Unpacking Firmware

Firmware images are typically packed and consist of various pieces henceforth called components. In different places, they may be called more specific terms, such as partitions, directories, modules, files, etc.

Many components are containers, which in turn are comprised of other things. As it happens over time, a firmware image for a platform of today may look very different from one meant for a platform from the past. It may be, however, that the target platform cannot be recognized right away, making analysis harder. Such is the case for Intel. We thus need an architecture that is able to distinguish at any given level and allows for extraction.

Partitions

The following diagram is a generic example of a partitioned firmware image with a container that may be of either one or another kind. And in turn, it would contain one or another kind of entries.

In Rust, we can use enum types to express this:

enum Container {
    AContainer(Vec<AEntry>),
    BContainer(Vec<BEntry>),
}

Intel ME Generation 2

With the second hardware generation, Intel ME based platforms have introduced a partitioning scheme called Flash Partition Table (FPT), starting with a $FPT magic. There are code and data partitions, and the main code partition is called FTPR.

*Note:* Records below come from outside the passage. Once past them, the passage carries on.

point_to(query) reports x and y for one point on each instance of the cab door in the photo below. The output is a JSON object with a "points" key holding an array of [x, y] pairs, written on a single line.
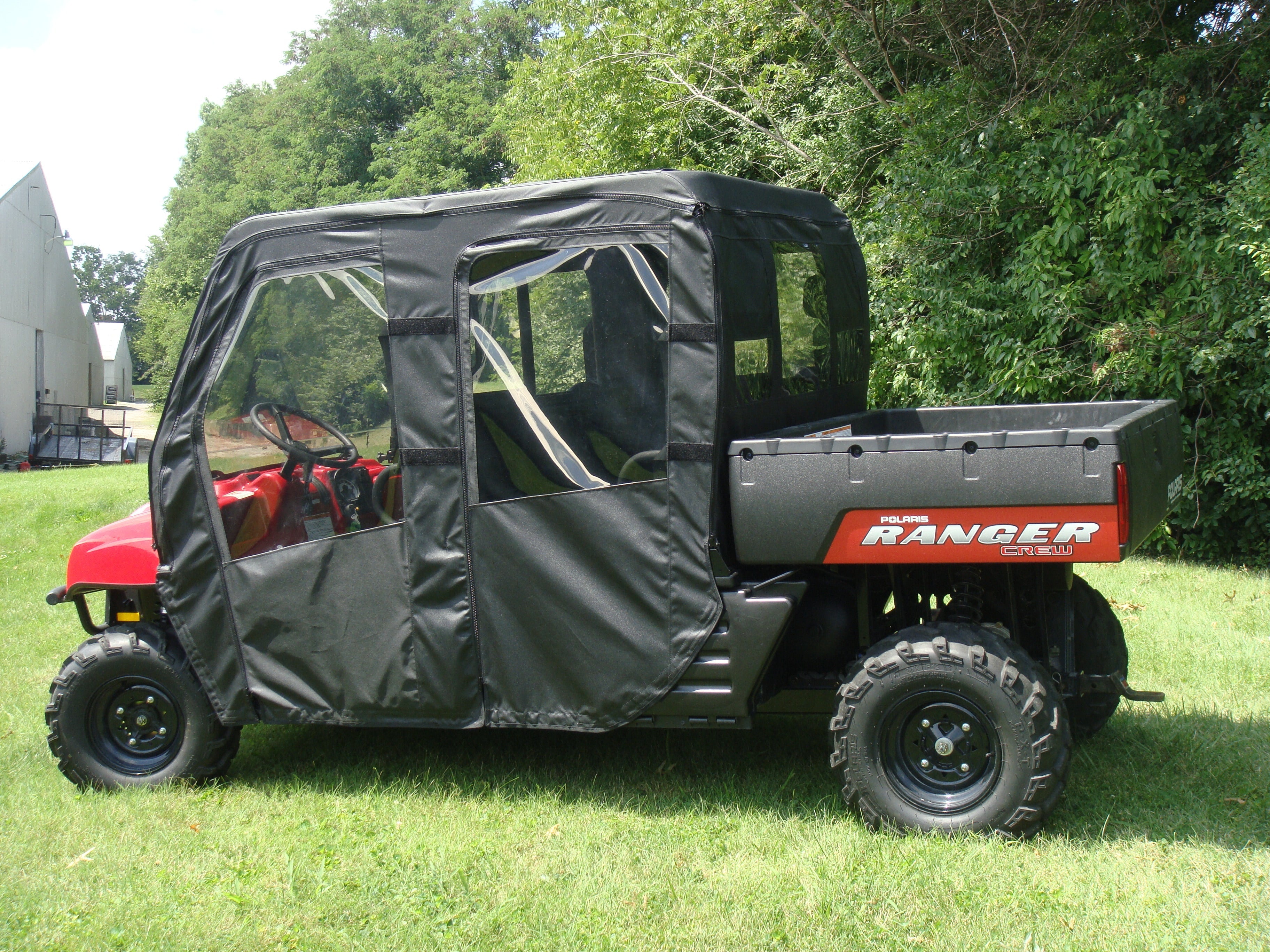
{"points": [[572, 518]]}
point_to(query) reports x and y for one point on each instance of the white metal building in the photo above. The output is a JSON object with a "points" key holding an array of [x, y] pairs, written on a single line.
{"points": [[116, 362], [47, 347]]}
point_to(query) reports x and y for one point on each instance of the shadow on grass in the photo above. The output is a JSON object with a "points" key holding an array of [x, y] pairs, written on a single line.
{"points": [[1156, 775]]}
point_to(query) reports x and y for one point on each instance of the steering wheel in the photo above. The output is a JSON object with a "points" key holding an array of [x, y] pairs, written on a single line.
{"points": [[345, 455]]}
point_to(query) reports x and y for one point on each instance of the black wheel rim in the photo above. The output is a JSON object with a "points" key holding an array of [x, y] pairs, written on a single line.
{"points": [[135, 727], [940, 752]]}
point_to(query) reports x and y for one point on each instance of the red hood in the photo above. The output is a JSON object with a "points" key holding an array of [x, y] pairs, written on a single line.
{"points": [[120, 555]]}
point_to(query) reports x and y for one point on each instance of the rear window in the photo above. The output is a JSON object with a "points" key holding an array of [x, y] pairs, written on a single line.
{"points": [[788, 319]]}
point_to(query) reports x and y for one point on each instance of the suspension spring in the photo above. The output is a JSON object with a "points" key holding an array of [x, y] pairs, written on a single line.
{"points": [[967, 602]]}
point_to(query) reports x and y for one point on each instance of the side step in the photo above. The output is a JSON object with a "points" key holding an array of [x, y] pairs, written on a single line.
{"points": [[1117, 685]]}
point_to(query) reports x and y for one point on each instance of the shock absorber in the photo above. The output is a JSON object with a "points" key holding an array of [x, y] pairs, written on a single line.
{"points": [[967, 602]]}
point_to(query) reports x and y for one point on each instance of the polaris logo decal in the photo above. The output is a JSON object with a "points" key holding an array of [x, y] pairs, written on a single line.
{"points": [[1067, 533]]}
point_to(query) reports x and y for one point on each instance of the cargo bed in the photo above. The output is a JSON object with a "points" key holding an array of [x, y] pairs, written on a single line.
{"points": [[1034, 482]]}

Code partitions start with a manifest that holds metadata over the modules contained in the partition, as a flat directory. Those modules are in part Huffman-encoded and chunked, and the Huffman tables are part of the mask ROM.

The overall manifest format is header + signature + data. The data part lists the modules with their offsets, sizes and hashes, so that the manifest covers the whole partition’s integrity.

Intel ME Generation 3

With the third hardware generation of Intel ME based platforms, a new operating system was introduced, based on MINIX 3. It needs bootstrapping first, starting with phases called RBE (ROM Boot Extensions) and bup (bringup).

There are multiple kinds of partitions, including Code Partition Directory (CPD) partitions. Those contain executables, their corresponding metadata files, and a manifest that holds a signature over the header before it and its other data. The manifest format with the header and signature is the same as for Gen 2.

The signed data in the manifest includes hashes of the metadata files and other things, so that the manifest suffices to verify the entire CPD’s integrity. Each metadata file contains the counterpart binary’s hash. The binaries themselves are mostly compressed, commonly using LZMA and a few via Huffman encoding.

Knowledge on CPDs, manifests, metadata and binaries can be found in PT Research utilities for unpacking:

• https://github.com/ptresearch/unME11
• https://github.com/ptresearch/unME12

Integrated Firmware Image

A variant of ME gen 3 firmware exists based on a different layout, as described in the Atom E3900 series platform enabling guide¹:

The IFWI region in SPI flash physically follows the SPI Flash Descriptor Region. It contains all platform firmware components and device firmware components.

The IFWI region is divided into two Logical Boot Partitions, which are identical in size. The Logical Boot Partition layout is defined by the Boot Partition Descriptor Table (BPDT) at the head of the Logical Boot Partition.

There are multiple IFWI data structures, and some do not have a magic to detect, so parsing them is not trivial. ME Analyzer has a lot of logic² for them. In some cases, the FPT is located right after the IFWI.

The BPDT entries mostly point to CPDs, including the FTPR. Some BPDT entries may point to the FPT.

Samples:

• BPDT v1: Google “Coral” Chromebook
• BPDT v2: System76 Lemur Pro 10 (Tigerlake), Gigabyte Z590³

1. https://cdrdv2-public.intel.com/671281/uefi-firmware-enabling-guide-for-the-intel-atom-processor-e3900-series.pdf ↩

2. https://github.com/platomav/MEAnalyzer/blob/aa148556bbf09e418074c3cea18255a25432fb7c/MEA.py#L11490 ↩

3. https://www.gigabyte.com/us/Motherboard/Z590M-rev-10/support#support-dl ↩